Upon the release of ‘OXYGEN,’ the artist provides a list of readings for introspection—from a monk’s musings to a fantasy epic

On the surface, Brendan Angelides’s oeuvre is disjointed: He co-scored Darren Aronofsky’s immersive sci-fi production Postcard from Earth and scored the action-adventure video game Assassin’s Creed Mirage; soundtracked hedge-fund drama Billions, teenage tragedy 13 Reasons Why, and twisted thriller Echoes; collaborated with pop stars, producing a cover of Yazoo’s “Only You” with Selena Gomez; and co-founded the Echo Society, a collective dedicated to fusing electronic and orchestral sounds. This, all on top of making his own music—formerly under the moniker ESKMO, and now with his own name.

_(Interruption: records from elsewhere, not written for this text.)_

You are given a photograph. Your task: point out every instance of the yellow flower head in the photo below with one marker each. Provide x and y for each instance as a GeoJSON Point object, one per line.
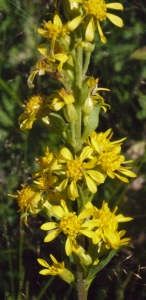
{"type": "Point", "coordinates": [27, 199]}
{"type": "Point", "coordinates": [109, 159]}
{"type": "Point", "coordinates": [47, 160]}
{"type": "Point", "coordinates": [47, 64]}
{"type": "Point", "coordinates": [56, 269]}
{"type": "Point", "coordinates": [75, 169]}
{"type": "Point", "coordinates": [34, 108]}
{"type": "Point", "coordinates": [100, 142]}
{"type": "Point", "coordinates": [112, 162]}
{"type": "Point", "coordinates": [108, 225]}
{"type": "Point", "coordinates": [70, 224]}
{"type": "Point", "coordinates": [113, 239]}
{"type": "Point", "coordinates": [54, 30]}
{"type": "Point", "coordinates": [96, 12]}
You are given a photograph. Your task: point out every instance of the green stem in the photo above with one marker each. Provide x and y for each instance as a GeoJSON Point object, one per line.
{"type": "Point", "coordinates": [86, 64]}
{"type": "Point", "coordinates": [78, 87]}
{"type": "Point", "coordinates": [72, 127]}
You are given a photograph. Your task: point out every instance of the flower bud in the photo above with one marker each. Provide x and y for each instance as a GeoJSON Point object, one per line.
{"type": "Point", "coordinates": [70, 112]}
{"type": "Point", "coordinates": [67, 276]}
{"type": "Point", "coordinates": [88, 106]}
{"type": "Point", "coordinates": [88, 47]}
{"type": "Point", "coordinates": [82, 254]}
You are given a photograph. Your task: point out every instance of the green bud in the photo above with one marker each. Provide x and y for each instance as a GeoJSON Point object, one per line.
{"type": "Point", "coordinates": [71, 10]}
{"type": "Point", "coordinates": [70, 112]}
{"type": "Point", "coordinates": [88, 106]}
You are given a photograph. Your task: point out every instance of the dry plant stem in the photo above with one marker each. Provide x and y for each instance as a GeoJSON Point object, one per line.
{"type": "Point", "coordinates": [81, 287]}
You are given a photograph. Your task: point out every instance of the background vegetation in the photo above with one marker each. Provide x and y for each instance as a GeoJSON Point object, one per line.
{"type": "Point", "coordinates": [124, 278]}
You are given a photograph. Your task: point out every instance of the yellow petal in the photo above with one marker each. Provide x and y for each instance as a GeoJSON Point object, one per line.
{"type": "Point", "coordinates": [88, 233]}
{"type": "Point", "coordinates": [86, 213]}
{"type": "Point", "coordinates": [58, 211]}
{"type": "Point", "coordinates": [97, 176]}
{"type": "Point", "coordinates": [121, 218]}
{"type": "Point", "coordinates": [122, 178]}
{"type": "Point", "coordinates": [65, 152]}
{"type": "Point", "coordinates": [73, 191]}
{"type": "Point", "coordinates": [61, 57]}
{"type": "Point", "coordinates": [127, 172]}
{"type": "Point", "coordinates": [103, 38]}
{"type": "Point", "coordinates": [90, 30]}
{"type": "Point", "coordinates": [52, 235]}
{"type": "Point", "coordinates": [115, 19]}
{"type": "Point", "coordinates": [68, 246]}
{"type": "Point", "coordinates": [86, 153]}
{"type": "Point", "coordinates": [62, 185]}
{"type": "Point", "coordinates": [43, 263]}
{"type": "Point", "coordinates": [69, 99]}
{"type": "Point", "coordinates": [42, 49]}
{"type": "Point", "coordinates": [57, 21]}
{"type": "Point", "coordinates": [115, 5]}
{"type": "Point", "coordinates": [49, 226]}
{"type": "Point", "coordinates": [91, 184]}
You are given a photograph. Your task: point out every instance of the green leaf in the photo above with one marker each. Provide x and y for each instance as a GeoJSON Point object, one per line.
{"type": "Point", "coordinates": [92, 121]}
{"type": "Point", "coordinates": [142, 101]}
{"type": "Point", "coordinates": [58, 126]}
{"type": "Point", "coordinates": [139, 54]}
{"type": "Point", "coordinates": [95, 269]}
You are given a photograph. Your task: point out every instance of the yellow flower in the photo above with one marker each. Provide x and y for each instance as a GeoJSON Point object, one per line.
{"type": "Point", "coordinates": [100, 142]}
{"type": "Point", "coordinates": [70, 224]}
{"type": "Point", "coordinates": [109, 159]}
{"type": "Point", "coordinates": [59, 99]}
{"type": "Point", "coordinates": [27, 199]}
{"type": "Point", "coordinates": [47, 160]}
{"type": "Point", "coordinates": [113, 239]}
{"type": "Point", "coordinates": [75, 170]}
{"type": "Point", "coordinates": [46, 64]}
{"type": "Point", "coordinates": [55, 30]}
{"type": "Point", "coordinates": [96, 12]}
{"type": "Point", "coordinates": [33, 109]}
{"type": "Point", "coordinates": [46, 181]}
{"type": "Point", "coordinates": [112, 162]}
{"type": "Point", "coordinates": [108, 225]}
{"type": "Point", "coordinates": [56, 269]}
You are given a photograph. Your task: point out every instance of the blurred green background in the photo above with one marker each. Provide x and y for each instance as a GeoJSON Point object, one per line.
{"type": "Point", "coordinates": [124, 278]}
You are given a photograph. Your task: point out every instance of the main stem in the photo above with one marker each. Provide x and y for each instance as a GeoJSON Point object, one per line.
{"type": "Point", "coordinates": [81, 287]}
{"type": "Point", "coordinates": [78, 86]}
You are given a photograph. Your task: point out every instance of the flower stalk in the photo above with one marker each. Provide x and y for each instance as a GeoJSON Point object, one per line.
{"type": "Point", "coordinates": [66, 181]}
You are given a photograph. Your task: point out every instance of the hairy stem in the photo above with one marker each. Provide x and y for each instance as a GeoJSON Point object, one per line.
{"type": "Point", "coordinates": [81, 287]}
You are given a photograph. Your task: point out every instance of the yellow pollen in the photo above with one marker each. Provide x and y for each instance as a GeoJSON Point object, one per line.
{"type": "Point", "coordinates": [70, 224]}
{"type": "Point", "coordinates": [25, 196]}
{"type": "Point", "coordinates": [95, 8]}
{"type": "Point", "coordinates": [110, 161]}
{"type": "Point", "coordinates": [107, 218]}
{"type": "Point", "coordinates": [75, 169]}
{"type": "Point", "coordinates": [33, 104]}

A closer look exposes the connective tissue; Angelides’s music is toned by the weight of uncertainty. It embodies the all-consuming feeling of traversing a new landscape—physical or digital, and always emotional. His newest album OXYGEN stays true to form, but trades collective cultural unease for personal reckonings. It sees the artist grappling with the simultaneous joys and fears that come with fatherhood, reflecting on the birth of his twins, and his daughter’s diagnosis of cerebral palsy. “Stepping into parenthood for anyone is chaotic, and Lou’s condition was another foreign, unknown place,” Angelides says in the album’s release. “We just had to take one minute at a time and dance with the process. Writing OXYGEN out of that place was an embodiment of ‘life is messy,’ distilling it into something that felt good to me, and that I want to share with people on the outside.”

Where his music provides context on-screen and in life, Angelides seeks something similar in words. Upon the release of OXYGEN, he shares a reading list that inspires introspection.

True Love by Thich Nhat Hanh
“Thich Nhat Hanh is an inspiration to me. I’ve visited the Plum Village Monastery in France and the Deer Park Monastery in California, [and was] deeply impacted by each visit: walking, stopping for the bell, eating with the monks in silence. I’m looking forward to bringing my kids when they are ready.”

The Body Keeps the Score by Bessel van der Kolk
“A book I’ve recommended time and time again. I’ve bought copies and given them to friends. An in-depth yet remarkably accessible study on how our bodies remember and hold onto trauma, large and small, in a way that is separate from the mind. [Both] solution- and science-based, it’s truly a remarkable book.”

The Lakota Way by Joseph M. Marshall
“I’ve been very lucky to have visited Hopi, Navajo, and Lakota reservations. I met strong, beautiful families with deep histories. Joseph M. Marshall has a wonderful collection of books he has written [about Native American culture]. All valuable and full of wisdom.”

The Way Of Kings by Brandon Sanderson
Mistborn was my introduction to Sanderson, and the Stormlight archive series is above and beyond. Masterful world-building, digestible, forward-moving—everything I love about epic fantasy.”

Entangled Life by Merlin Sheldrake
“Fascinating. Layers of depth. Written in such an engaging and thought-provoking way. How could you not be intrigued? Highly endorsed.”